Question : What is the use of external load balancer(software or hardware) when we plan to implement a web logic cluster that does load balancing anyway.?

Answer :  External Load balancers provide an additional layer of security and more reliability of load balancing as they are not affected by the internal systems performances but are used only to load balance across Http servers or some cases ( not suggested) application servers using well defined algortihms. The need for load balancing at cluster level is for clustered object stubs when no algorithm is specified at the object level. The algorithm at weblogic cluster level supports load balancing for RMI objects and EJBs.

Question : Can Managed servers continue to run in case admin server comes down ?
Answer : Yes of course they do. They try to contact admin server at a particular frequency that is setup int he configurations, but then will continue on their own. Another point to note is that managed servers can also start by themselves ( with help of node manager) with out Admin server being up. This is called as MSI mode or Managed Server Independence mode.The problem with this mode is that managed servers can not get the latest update on the configurations done in the domain as it runs with its own copy of the configuration which is collected upon its start when admin was up and running.

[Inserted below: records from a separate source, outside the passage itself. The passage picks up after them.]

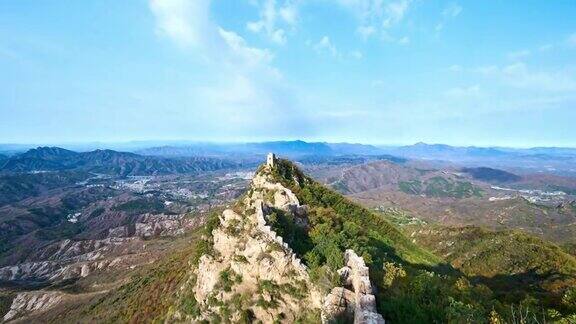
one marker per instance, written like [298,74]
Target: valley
[114,236]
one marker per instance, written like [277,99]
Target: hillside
[291,250]
[45,159]
[507,261]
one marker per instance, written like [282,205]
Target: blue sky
[374,71]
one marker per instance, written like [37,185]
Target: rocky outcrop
[355,301]
[251,261]
[68,259]
[28,302]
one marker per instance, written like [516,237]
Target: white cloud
[516,55]
[377,16]
[455,68]
[251,55]
[519,75]
[242,89]
[185,22]
[449,12]
[461,93]
[366,31]
[571,40]
[272,15]
[452,10]
[357,55]
[394,12]
[404,40]
[325,46]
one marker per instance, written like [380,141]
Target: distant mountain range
[442,151]
[292,149]
[108,162]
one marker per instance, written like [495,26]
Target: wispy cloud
[377,16]
[517,55]
[272,15]
[244,89]
[449,12]
[185,22]
[325,45]
[571,40]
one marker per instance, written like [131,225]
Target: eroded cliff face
[252,271]
[354,301]
[253,274]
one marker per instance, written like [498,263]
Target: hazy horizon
[463,72]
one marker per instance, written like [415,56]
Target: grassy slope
[385,235]
[414,286]
[512,263]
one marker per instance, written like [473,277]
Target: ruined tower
[270,160]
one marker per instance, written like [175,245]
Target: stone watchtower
[270,159]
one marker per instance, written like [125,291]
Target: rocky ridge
[252,273]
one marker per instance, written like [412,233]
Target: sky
[489,73]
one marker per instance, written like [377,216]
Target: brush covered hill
[280,252]
[511,262]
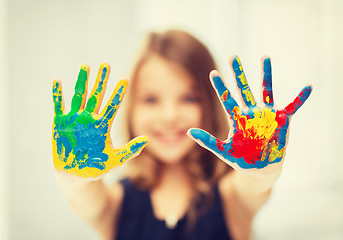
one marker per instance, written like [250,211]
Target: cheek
[141,119]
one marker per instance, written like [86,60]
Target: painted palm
[81,139]
[258,134]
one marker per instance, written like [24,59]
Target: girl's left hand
[258,134]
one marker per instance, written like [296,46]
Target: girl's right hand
[81,141]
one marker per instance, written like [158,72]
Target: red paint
[281,118]
[220,145]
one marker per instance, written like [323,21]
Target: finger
[109,112]
[79,97]
[207,141]
[223,93]
[242,83]
[267,89]
[298,101]
[57,97]
[95,99]
[132,149]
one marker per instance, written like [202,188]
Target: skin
[164,115]
[73,153]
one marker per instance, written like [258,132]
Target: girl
[175,189]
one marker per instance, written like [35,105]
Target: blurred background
[44,39]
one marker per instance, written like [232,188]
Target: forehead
[160,74]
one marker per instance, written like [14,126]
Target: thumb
[132,148]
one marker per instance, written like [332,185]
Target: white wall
[49,38]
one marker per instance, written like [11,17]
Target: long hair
[205,169]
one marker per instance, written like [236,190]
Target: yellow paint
[114,157]
[225,94]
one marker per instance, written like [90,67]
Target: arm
[83,151]
[255,147]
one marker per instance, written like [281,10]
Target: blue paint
[137,146]
[237,68]
[229,103]
[90,143]
[57,98]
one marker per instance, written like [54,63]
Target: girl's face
[166,103]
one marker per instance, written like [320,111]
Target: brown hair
[205,168]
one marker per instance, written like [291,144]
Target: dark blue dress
[137,220]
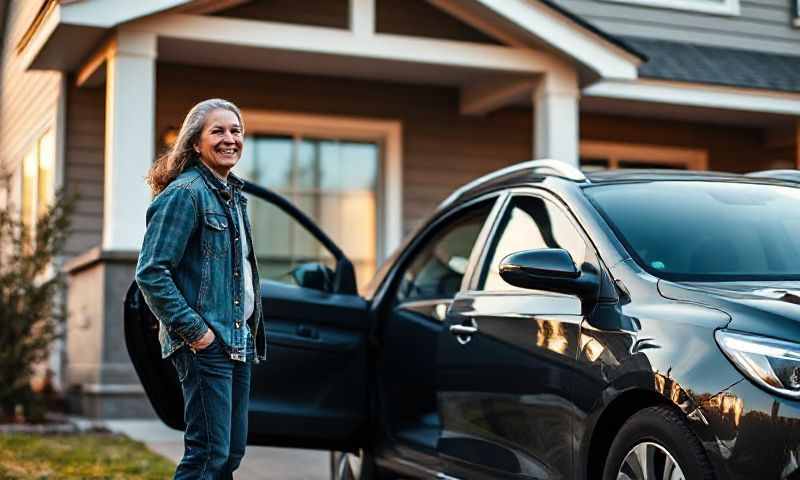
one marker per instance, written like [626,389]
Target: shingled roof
[717,65]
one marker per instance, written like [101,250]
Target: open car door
[312,390]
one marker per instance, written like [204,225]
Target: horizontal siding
[84,165]
[764,25]
[731,149]
[441,148]
[29,98]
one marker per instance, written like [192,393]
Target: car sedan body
[541,325]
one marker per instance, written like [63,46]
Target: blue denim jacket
[190,264]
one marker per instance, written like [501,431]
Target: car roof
[537,172]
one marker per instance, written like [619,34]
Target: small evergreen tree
[31,316]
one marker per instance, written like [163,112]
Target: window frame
[388,134]
[545,196]
[727,7]
[616,152]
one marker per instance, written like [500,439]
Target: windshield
[706,231]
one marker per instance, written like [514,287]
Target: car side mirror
[550,269]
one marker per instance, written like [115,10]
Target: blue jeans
[216,394]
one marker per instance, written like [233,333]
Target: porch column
[129,138]
[555,106]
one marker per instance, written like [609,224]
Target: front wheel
[656,444]
[353,466]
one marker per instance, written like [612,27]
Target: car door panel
[502,394]
[505,389]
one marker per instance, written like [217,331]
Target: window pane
[438,269]
[333,182]
[47,166]
[531,223]
[267,161]
[30,169]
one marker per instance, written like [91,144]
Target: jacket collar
[214,182]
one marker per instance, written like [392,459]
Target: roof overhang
[67,32]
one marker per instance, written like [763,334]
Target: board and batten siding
[441,148]
[762,25]
[85,144]
[30,99]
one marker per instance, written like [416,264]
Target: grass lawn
[90,455]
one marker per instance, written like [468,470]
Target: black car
[542,324]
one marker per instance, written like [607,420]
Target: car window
[282,245]
[436,271]
[706,231]
[528,223]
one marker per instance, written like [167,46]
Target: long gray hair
[182,154]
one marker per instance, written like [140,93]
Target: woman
[198,275]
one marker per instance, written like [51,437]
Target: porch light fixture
[169,136]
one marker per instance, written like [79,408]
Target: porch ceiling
[194,52]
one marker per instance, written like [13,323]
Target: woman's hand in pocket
[206,340]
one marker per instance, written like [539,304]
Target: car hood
[766,308]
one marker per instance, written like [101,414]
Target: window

Question : What is whole server migration ? Why do I need it when my cluster is performing a "fail over" of various services when one of its members is down ?

Answer : In a WebLogic Server cluster, most services are deployed homogeneously on all server instances in the cluster, enabling transparent failover from one server to another. In contrast, "pinned services" such as JMS and the JTA transaction recovery system are targeted at individual server instances within a cluster—for these services, WebLogic Server supports failure recovery with migration, as opposed to failover.

Question : Why does JMS and JTA are targeted to single server ?

Answer : Weblogic services are divided into two categories , one Clustered Services and two Singleton Services. The JMS,JTA services come under the Singleton services that can be targeted only to a single instance in a cluster and more importantly will be managed by a single persistent store ( Note : single persistent store is the key).
The reason for this setup is that it offers high QOS by ensuring message consistency and reliability. For example a JMS message on a topic or a queue should not be stored in multiple places for data consistency. Also the information related to the message like transactions, acknowledgement etc should not be shared across.

Question : Is Whole Server migration the only way to ensure JMS and JTA "Singleton" services are recovered in case of failures?

Answer : No. We can do service migration too. ie., migration of individual JMS and JTA services to other server. The problem is that only JTA service migration supports the migration to other server using the default persistent store. Other services such as JMS needs to use custom persistent stores for them to be able to migrate to other servers.

Question : Would the problem be same for any other Singleton services in my server?
Answer : Yes. The singleton services as the name indicates, means that they are meant to be targeted to a single server instance and will use one persistent store allocated for those services in that server instance.

Question : What is the impact if Server/Service migration is not setup ?
Answer  :  Your instances that was running crashes and it may be retried based on various parameters. If its an asynchronous instance that is dehydrated by the time it crashed, the server may try to recover it. Manual recovery sometimes is still the option in certain cases.

This still sounds theoretical although it clears a cloud of vagueness regarding some important concepts of HA architecture. Understanding of the above in more practical way with examples will be done my upcoming blog.